Governor Gregoire has approved legislation aimed at improving ballot design in Washington, making it less likely a voter will miss important issues.
The measure, House Bill 2496, will require counties to clear up visual clutter on their ballots, and make sure that the voter-instruction section is clearly separated from the actual beginning of the voting itself.
The bill, sponsored by Rep. Scott White of Seattle, grew out of apparent confusion by many King County voters last November, when about 7 percent of the voters, or over 40,000 people, failed to cast a vote for Tim Eyman’s anti-tax Initiative 1033 after voting on the “everything but marriage” Referendum 71. The initiative was at the bottom of a block of copy as the voter instructions, and the rest of the ballot started in a fresh new column of text.
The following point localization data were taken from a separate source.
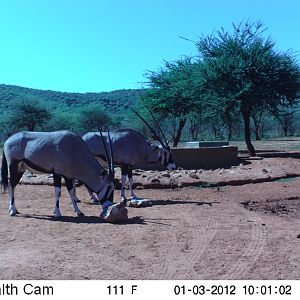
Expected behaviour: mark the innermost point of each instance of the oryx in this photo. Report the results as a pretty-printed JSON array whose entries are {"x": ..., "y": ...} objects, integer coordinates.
[
  {"x": 61, "y": 153},
  {"x": 130, "y": 148}
]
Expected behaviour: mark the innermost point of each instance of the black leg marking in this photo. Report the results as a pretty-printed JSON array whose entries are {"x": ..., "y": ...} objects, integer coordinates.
[
  {"x": 124, "y": 169},
  {"x": 129, "y": 173},
  {"x": 57, "y": 180},
  {"x": 69, "y": 183}
]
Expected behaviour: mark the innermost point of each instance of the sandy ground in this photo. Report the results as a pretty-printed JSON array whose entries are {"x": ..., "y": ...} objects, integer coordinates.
[{"x": 246, "y": 231}]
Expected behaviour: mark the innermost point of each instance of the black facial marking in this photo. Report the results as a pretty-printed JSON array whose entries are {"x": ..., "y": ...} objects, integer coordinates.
[{"x": 35, "y": 167}]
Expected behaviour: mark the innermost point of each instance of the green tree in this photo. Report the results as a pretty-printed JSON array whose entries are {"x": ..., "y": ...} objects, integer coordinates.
[
  {"x": 93, "y": 117},
  {"x": 172, "y": 94},
  {"x": 29, "y": 114},
  {"x": 243, "y": 70}
]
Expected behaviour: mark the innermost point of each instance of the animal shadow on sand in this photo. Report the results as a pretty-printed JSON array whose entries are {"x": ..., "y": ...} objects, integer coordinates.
[
  {"x": 81, "y": 219},
  {"x": 185, "y": 202}
]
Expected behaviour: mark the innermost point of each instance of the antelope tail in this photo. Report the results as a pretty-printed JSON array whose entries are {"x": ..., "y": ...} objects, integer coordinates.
[{"x": 4, "y": 174}]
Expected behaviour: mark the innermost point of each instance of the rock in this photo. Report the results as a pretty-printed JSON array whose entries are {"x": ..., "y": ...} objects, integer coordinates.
[
  {"x": 155, "y": 180},
  {"x": 194, "y": 176},
  {"x": 165, "y": 175},
  {"x": 139, "y": 202},
  {"x": 115, "y": 213},
  {"x": 140, "y": 187}
]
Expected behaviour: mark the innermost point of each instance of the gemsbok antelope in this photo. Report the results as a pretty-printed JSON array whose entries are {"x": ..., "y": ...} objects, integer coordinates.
[
  {"x": 130, "y": 148},
  {"x": 61, "y": 153}
]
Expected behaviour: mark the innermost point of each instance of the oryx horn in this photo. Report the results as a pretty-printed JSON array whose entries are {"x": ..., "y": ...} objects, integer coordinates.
[
  {"x": 112, "y": 165},
  {"x": 147, "y": 124},
  {"x": 159, "y": 128},
  {"x": 106, "y": 152}
]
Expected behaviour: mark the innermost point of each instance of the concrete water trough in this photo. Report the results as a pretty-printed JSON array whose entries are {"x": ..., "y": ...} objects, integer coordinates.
[{"x": 200, "y": 158}]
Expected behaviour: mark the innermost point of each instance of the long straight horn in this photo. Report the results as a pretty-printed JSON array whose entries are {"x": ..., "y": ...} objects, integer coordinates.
[
  {"x": 112, "y": 164},
  {"x": 147, "y": 124},
  {"x": 159, "y": 128},
  {"x": 105, "y": 149}
]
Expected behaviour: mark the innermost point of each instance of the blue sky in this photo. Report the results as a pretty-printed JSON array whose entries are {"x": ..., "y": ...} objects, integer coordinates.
[{"x": 104, "y": 45}]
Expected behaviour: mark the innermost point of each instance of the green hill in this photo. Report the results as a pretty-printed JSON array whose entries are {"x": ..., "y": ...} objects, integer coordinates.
[{"x": 115, "y": 102}]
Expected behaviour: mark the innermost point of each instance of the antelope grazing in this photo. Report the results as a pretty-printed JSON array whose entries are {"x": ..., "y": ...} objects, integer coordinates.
[
  {"x": 130, "y": 148},
  {"x": 61, "y": 153}
]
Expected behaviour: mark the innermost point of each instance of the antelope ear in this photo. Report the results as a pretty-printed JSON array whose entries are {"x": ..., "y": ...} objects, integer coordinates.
[
  {"x": 104, "y": 172},
  {"x": 155, "y": 137},
  {"x": 154, "y": 147}
]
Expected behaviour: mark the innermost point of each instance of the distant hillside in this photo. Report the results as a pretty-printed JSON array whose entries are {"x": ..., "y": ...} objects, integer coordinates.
[{"x": 115, "y": 102}]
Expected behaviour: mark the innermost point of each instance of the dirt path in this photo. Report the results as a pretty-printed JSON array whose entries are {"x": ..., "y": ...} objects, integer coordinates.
[{"x": 188, "y": 233}]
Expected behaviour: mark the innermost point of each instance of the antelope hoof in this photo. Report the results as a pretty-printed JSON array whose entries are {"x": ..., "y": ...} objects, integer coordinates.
[
  {"x": 13, "y": 211},
  {"x": 115, "y": 213},
  {"x": 57, "y": 214}
]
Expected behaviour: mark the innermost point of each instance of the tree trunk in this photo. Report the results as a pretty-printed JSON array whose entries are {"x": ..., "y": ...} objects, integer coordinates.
[
  {"x": 178, "y": 133},
  {"x": 246, "y": 117},
  {"x": 229, "y": 134},
  {"x": 256, "y": 122}
]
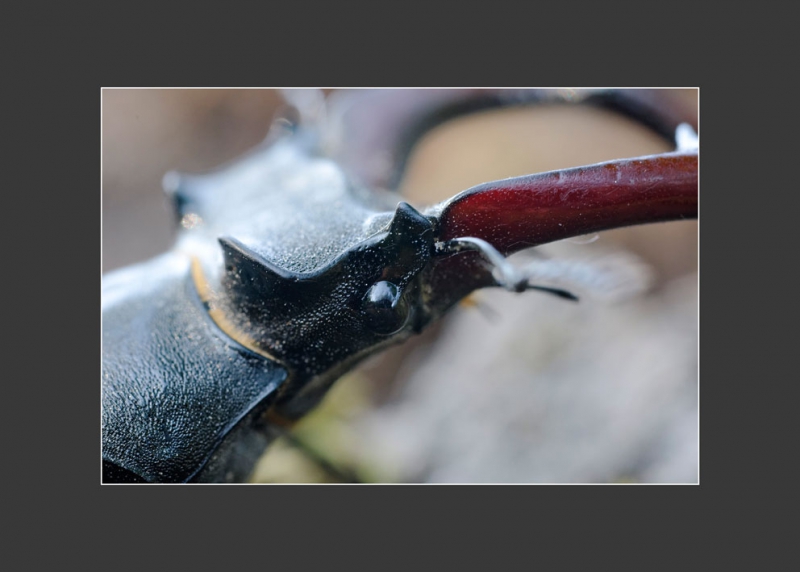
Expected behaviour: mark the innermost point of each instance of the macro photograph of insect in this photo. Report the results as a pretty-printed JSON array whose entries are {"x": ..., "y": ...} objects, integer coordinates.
[{"x": 405, "y": 286}]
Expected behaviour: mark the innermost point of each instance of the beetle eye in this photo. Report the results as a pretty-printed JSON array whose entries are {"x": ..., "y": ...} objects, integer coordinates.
[{"x": 384, "y": 308}]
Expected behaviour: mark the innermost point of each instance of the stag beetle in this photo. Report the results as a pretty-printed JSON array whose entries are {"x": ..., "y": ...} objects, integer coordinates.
[{"x": 296, "y": 262}]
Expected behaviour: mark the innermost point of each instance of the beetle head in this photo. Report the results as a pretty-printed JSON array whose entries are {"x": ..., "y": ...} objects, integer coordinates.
[{"x": 321, "y": 322}]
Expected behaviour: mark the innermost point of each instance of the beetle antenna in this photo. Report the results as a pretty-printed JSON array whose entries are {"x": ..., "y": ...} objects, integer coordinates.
[{"x": 611, "y": 276}]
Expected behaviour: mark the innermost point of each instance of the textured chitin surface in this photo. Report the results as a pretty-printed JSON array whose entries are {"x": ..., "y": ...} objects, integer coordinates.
[
  {"x": 165, "y": 368},
  {"x": 517, "y": 213}
]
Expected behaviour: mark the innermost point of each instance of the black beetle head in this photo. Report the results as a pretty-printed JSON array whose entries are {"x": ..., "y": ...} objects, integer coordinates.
[{"x": 367, "y": 297}]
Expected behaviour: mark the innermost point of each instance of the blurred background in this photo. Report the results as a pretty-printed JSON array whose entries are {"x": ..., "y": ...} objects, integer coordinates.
[{"x": 508, "y": 388}]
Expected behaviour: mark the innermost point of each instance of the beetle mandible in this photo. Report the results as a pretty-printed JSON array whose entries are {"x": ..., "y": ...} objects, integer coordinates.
[{"x": 294, "y": 268}]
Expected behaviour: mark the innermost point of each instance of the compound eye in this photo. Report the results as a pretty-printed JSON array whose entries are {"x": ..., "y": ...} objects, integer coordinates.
[{"x": 384, "y": 308}]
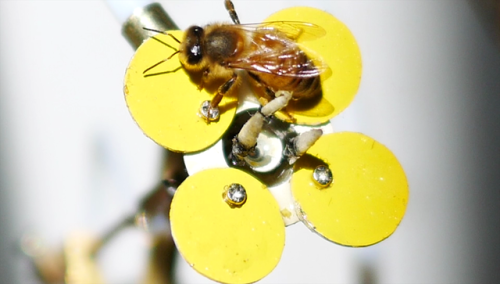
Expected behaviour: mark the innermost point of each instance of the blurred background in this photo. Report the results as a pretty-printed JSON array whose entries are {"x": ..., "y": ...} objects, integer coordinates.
[{"x": 72, "y": 158}]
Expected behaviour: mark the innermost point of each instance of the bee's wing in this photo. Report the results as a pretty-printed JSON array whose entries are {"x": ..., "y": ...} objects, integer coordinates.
[
  {"x": 276, "y": 62},
  {"x": 294, "y": 30}
]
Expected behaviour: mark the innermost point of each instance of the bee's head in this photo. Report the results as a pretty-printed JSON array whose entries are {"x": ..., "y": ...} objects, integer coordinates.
[{"x": 192, "y": 49}]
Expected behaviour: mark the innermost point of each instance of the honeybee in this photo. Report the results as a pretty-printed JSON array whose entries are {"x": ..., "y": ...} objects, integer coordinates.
[{"x": 267, "y": 51}]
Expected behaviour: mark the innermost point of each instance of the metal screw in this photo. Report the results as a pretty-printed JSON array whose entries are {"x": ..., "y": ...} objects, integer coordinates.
[
  {"x": 322, "y": 176},
  {"x": 235, "y": 195},
  {"x": 214, "y": 112}
]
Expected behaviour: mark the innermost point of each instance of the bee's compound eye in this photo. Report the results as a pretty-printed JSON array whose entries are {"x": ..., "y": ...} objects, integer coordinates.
[{"x": 267, "y": 154}]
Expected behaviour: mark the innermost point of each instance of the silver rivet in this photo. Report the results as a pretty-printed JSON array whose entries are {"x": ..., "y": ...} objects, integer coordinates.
[
  {"x": 322, "y": 176},
  {"x": 235, "y": 195},
  {"x": 214, "y": 113}
]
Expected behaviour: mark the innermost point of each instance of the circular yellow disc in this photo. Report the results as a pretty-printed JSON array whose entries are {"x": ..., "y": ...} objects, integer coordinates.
[
  {"x": 368, "y": 196},
  {"x": 338, "y": 48},
  {"x": 227, "y": 244},
  {"x": 165, "y": 103}
]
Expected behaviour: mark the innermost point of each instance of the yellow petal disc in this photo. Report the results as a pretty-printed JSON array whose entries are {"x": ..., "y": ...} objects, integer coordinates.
[
  {"x": 165, "y": 103},
  {"x": 338, "y": 48},
  {"x": 367, "y": 198},
  {"x": 225, "y": 243}
]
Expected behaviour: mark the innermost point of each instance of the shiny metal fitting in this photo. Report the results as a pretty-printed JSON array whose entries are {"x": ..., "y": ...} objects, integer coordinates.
[{"x": 235, "y": 195}]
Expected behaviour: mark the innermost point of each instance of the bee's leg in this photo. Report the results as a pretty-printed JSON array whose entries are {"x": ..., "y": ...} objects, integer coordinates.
[
  {"x": 203, "y": 79},
  {"x": 269, "y": 95},
  {"x": 221, "y": 92},
  {"x": 230, "y": 8}
]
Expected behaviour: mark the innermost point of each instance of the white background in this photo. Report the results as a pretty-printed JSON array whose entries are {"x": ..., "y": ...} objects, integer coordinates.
[{"x": 72, "y": 158}]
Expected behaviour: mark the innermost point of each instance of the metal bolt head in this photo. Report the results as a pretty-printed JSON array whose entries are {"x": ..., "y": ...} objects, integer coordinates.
[
  {"x": 235, "y": 195},
  {"x": 322, "y": 176},
  {"x": 205, "y": 109}
]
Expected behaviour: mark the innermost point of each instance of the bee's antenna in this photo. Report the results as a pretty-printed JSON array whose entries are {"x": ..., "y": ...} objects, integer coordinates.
[
  {"x": 160, "y": 32},
  {"x": 160, "y": 62}
]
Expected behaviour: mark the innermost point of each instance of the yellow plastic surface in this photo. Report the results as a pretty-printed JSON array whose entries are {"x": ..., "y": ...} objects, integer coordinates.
[
  {"x": 368, "y": 197},
  {"x": 228, "y": 245},
  {"x": 166, "y": 105},
  {"x": 338, "y": 48}
]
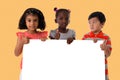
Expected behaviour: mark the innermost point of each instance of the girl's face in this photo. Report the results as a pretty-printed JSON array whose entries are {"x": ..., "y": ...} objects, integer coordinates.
[
  {"x": 32, "y": 22},
  {"x": 95, "y": 25},
  {"x": 62, "y": 19}
]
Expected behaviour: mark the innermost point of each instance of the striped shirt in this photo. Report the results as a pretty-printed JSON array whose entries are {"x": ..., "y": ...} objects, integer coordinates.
[{"x": 100, "y": 36}]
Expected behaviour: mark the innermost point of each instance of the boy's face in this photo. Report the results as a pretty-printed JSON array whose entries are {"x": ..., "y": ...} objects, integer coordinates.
[
  {"x": 95, "y": 25},
  {"x": 62, "y": 19},
  {"x": 32, "y": 22}
]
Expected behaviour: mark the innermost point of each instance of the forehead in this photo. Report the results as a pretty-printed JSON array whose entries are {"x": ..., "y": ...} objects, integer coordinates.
[
  {"x": 94, "y": 19},
  {"x": 31, "y": 16},
  {"x": 63, "y": 14}
]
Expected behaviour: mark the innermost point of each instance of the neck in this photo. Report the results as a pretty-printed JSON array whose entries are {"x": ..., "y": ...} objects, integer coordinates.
[
  {"x": 97, "y": 32},
  {"x": 63, "y": 30},
  {"x": 32, "y": 32}
]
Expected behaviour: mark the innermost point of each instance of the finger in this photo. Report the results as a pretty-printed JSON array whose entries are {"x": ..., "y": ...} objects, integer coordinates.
[
  {"x": 94, "y": 40},
  {"x": 57, "y": 31},
  {"x": 105, "y": 41}
]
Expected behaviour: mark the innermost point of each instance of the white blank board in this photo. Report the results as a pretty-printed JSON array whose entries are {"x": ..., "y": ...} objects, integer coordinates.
[{"x": 57, "y": 60}]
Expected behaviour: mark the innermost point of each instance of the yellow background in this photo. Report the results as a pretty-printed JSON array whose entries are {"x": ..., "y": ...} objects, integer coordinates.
[{"x": 11, "y": 11}]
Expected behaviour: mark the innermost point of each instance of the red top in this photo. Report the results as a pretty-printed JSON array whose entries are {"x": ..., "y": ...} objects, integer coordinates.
[{"x": 37, "y": 35}]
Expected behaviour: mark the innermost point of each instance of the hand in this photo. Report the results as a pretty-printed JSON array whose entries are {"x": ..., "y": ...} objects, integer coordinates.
[
  {"x": 57, "y": 35},
  {"x": 25, "y": 39},
  {"x": 70, "y": 40},
  {"x": 105, "y": 48},
  {"x": 43, "y": 39},
  {"x": 94, "y": 40}
]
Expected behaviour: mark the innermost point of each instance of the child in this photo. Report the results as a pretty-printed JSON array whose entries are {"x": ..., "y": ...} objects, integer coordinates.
[
  {"x": 62, "y": 32},
  {"x": 96, "y": 22},
  {"x": 31, "y": 20}
]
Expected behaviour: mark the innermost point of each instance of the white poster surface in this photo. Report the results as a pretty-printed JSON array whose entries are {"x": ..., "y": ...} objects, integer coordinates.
[{"x": 57, "y": 60}]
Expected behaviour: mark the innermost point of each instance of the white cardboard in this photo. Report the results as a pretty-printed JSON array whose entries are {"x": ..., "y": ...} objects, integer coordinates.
[{"x": 57, "y": 60}]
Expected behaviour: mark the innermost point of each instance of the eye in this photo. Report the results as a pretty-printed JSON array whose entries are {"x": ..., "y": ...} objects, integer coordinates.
[
  {"x": 29, "y": 20},
  {"x": 61, "y": 18},
  {"x": 35, "y": 20},
  {"x": 66, "y": 19}
]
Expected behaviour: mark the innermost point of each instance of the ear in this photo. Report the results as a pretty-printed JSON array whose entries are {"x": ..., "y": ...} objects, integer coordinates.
[
  {"x": 68, "y": 21},
  {"x": 102, "y": 24},
  {"x": 55, "y": 20}
]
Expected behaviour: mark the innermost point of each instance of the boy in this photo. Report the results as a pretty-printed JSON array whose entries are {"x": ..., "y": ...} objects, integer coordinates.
[{"x": 96, "y": 22}]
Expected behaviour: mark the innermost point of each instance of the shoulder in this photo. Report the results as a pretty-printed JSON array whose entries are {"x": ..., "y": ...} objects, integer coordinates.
[
  {"x": 43, "y": 33},
  {"x": 85, "y": 36},
  {"x": 20, "y": 33},
  {"x": 71, "y": 31},
  {"x": 52, "y": 31},
  {"x": 106, "y": 36}
]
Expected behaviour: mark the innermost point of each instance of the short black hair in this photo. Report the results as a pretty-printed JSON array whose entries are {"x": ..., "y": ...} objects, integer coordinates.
[
  {"x": 33, "y": 11},
  {"x": 99, "y": 15},
  {"x": 65, "y": 11}
]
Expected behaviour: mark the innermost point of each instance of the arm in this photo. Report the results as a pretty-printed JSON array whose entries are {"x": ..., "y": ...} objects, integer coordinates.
[
  {"x": 106, "y": 48},
  {"x": 19, "y": 45}
]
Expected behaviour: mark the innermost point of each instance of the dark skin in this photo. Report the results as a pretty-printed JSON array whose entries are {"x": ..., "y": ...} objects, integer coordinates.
[{"x": 62, "y": 20}]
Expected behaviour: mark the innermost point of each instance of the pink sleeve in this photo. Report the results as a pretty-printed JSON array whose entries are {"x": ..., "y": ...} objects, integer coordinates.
[
  {"x": 44, "y": 34},
  {"x": 19, "y": 34}
]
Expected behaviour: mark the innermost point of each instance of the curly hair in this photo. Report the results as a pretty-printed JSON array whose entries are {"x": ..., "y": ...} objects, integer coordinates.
[
  {"x": 99, "y": 15},
  {"x": 34, "y": 11}
]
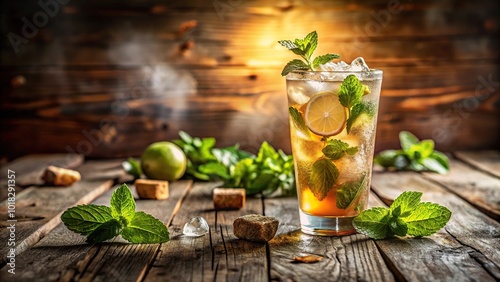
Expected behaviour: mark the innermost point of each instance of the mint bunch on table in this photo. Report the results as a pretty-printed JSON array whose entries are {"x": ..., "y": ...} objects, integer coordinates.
[
  {"x": 305, "y": 48},
  {"x": 266, "y": 172},
  {"x": 406, "y": 216},
  {"x": 414, "y": 155},
  {"x": 100, "y": 223}
]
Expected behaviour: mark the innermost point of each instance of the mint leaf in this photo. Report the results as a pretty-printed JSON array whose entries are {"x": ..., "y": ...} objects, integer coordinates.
[
  {"x": 387, "y": 158},
  {"x": 426, "y": 219},
  {"x": 323, "y": 176},
  {"x": 405, "y": 203},
  {"x": 357, "y": 110},
  {"x": 373, "y": 223},
  {"x": 310, "y": 43},
  {"x": 289, "y": 45},
  {"x": 122, "y": 203},
  {"x": 145, "y": 229},
  {"x": 323, "y": 59},
  {"x": 350, "y": 91},
  {"x": 434, "y": 165},
  {"x": 185, "y": 137},
  {"x": 398, "y": 226},
  {"x": 85, "y": 219},
  {"x": 407, "y": 140},
  {"x": 421, "y": 150},
  {"x": 442, "y": 166},
  {"x": 305, "y": 48},
  {"x": 349, "y": 192},
  {"x": 298, "y": 121},
  {"x": 101, "y": 223},
  {"x": 266, "y": 151},
  {"x": 335, "y": 149},
  {"x": 294, "y": 65},
  {"x": 105, "y": 231},
  {"x": 132, "y": 167},
  {"x": 402, "y": 162},
  {"x": 405, "y": 216},
  {"x": 214, "y": 169}
]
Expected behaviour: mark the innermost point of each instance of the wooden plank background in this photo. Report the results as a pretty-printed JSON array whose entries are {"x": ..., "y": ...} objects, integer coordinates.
[{"x": 106, "y": 79}]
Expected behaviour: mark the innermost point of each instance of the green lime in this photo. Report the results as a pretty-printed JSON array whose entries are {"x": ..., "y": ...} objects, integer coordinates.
[{"x": 163, "y": 161}]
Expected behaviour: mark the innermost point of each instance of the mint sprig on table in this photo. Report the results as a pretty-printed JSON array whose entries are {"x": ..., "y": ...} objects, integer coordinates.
[
  {"x": 305, "y": 48},
  {"x": 406, "y": 216},
  {"x": 266, "y": 172},
  {"x": 100, "y": 223},
  {"x": 414, "y": 155}
]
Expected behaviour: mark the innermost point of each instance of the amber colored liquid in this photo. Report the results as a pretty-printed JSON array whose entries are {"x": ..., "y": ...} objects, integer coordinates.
[{"x": 307, "y": 149}]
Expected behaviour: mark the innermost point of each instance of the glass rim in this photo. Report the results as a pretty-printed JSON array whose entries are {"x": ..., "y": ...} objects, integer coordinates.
[{"x": 372, "y": 71}]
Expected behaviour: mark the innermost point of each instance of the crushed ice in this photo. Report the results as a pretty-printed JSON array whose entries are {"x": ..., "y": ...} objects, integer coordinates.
[{"x": 195, "y": 227}]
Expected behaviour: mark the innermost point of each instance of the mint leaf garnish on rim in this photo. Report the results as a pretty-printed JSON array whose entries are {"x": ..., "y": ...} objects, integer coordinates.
[
  {"x": 101, "y": 223},
  {"x": 406, "y": 216},
  {"x": 305, "y": 48}
]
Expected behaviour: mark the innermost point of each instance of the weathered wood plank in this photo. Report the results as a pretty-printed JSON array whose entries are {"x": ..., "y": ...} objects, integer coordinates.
[
  {"x": 28, "y": 169},
  {"x": 38, "y": 209},
  {"x": 467, "y": 249},
  {"x": 479, "y": 189},
  {"x": 64, "y": 256},
  {"x": 487, "y": 161},
  {"x": 347, "y": 258},
  {"x": 218, "y": 256},
  {"x": 120, "y": 37},
  {"x": 83, "y": 84}
]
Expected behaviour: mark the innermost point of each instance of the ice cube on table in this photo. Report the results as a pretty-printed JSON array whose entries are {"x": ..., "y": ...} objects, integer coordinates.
[{"x": 195, "y": 227}]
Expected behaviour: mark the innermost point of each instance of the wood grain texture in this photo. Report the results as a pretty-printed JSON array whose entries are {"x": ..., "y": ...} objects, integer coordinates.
[
  {"x": 479, "y": 189},
  {"x": 217, "y": 256},
  {"x": 345, "y": 258},
  {"x": 467, "y": 249},
  {"x": 487, "y": 161},
  {"x": 38, "y": 209},
  {"x": 64, "y": 256},
  {"x": 29, "y": 169},
  {"x": 152, "y": 68}
]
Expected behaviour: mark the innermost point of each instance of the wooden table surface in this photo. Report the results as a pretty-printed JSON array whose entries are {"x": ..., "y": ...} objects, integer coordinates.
[{"x": 467, "y": 249}]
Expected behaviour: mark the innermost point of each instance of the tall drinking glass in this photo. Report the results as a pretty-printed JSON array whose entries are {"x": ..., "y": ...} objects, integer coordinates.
[{"x": 332, "y": 131}]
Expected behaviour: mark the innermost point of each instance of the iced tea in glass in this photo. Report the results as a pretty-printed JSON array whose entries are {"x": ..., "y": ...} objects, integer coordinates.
[{"x": 333, "y": 117}]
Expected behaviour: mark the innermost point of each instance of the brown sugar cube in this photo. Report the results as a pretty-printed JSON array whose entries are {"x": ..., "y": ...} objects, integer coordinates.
[
  {"x": 255, "y": 227},
  {"x": 229, "y": 198},
  {"x": 151, "y": 189},
  {"x": 60, "y": 176}
]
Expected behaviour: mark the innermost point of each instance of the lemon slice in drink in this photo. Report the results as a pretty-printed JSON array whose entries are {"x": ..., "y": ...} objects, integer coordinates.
[{"x": 324, "y": 115}]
Since the measure was rejected by a landslide statewide, the undervote didn’t affect the outcome, but state and local election officials resumed their ongoing efforts to improve ballot design. It has been a national topic of interest among election officials since the “butterfly” ballots in Florida and elsewhere greatly confused voters.
Secretary of State Sam Reed and Elections Director Nick Handy were among the backers of the legislation, which takes effect in June and authorizes the Secretary to establish statewide standards for ballot layout and design. Handy says:
“This legislation is a major step forward in ensuring that ballots are designed to be more voter friendly. We are working with Jenny Greeve from the nonprofit group Design for Democracy and our great County Auditors to improve ballot presentation. We all have the same goal of having ballots that are clear and readable and that assist the voter in moving down the ballot with ease. We want the civic act of voting to be enjoyable, and not perplexing in any way.”
Many improvements already are being made, and the statewide standards will be ready by next year. Handy also noted that starting last fall, the state Voters’ Pamphlet already is incorporating the new design and readability features.
Another elections-related bill passed by the Legislature is House Bill 1880, which removes the requirement that mail ballot return envelopes must have a secrecy flap to conceal the voter’s signature and telephone number. The governor has yet to take action on this proposal.
The Secretary’s main elections request bill, however, did not pass. Reed, the County Auditors, military and veterans’ spokesmen and others sought legislation to make it easier for military and overseas voters to cast their ballots by fax or email from remote locations. The House strongly approved the bill and it cleared Senate committee, only to die without a vote by the full Senate.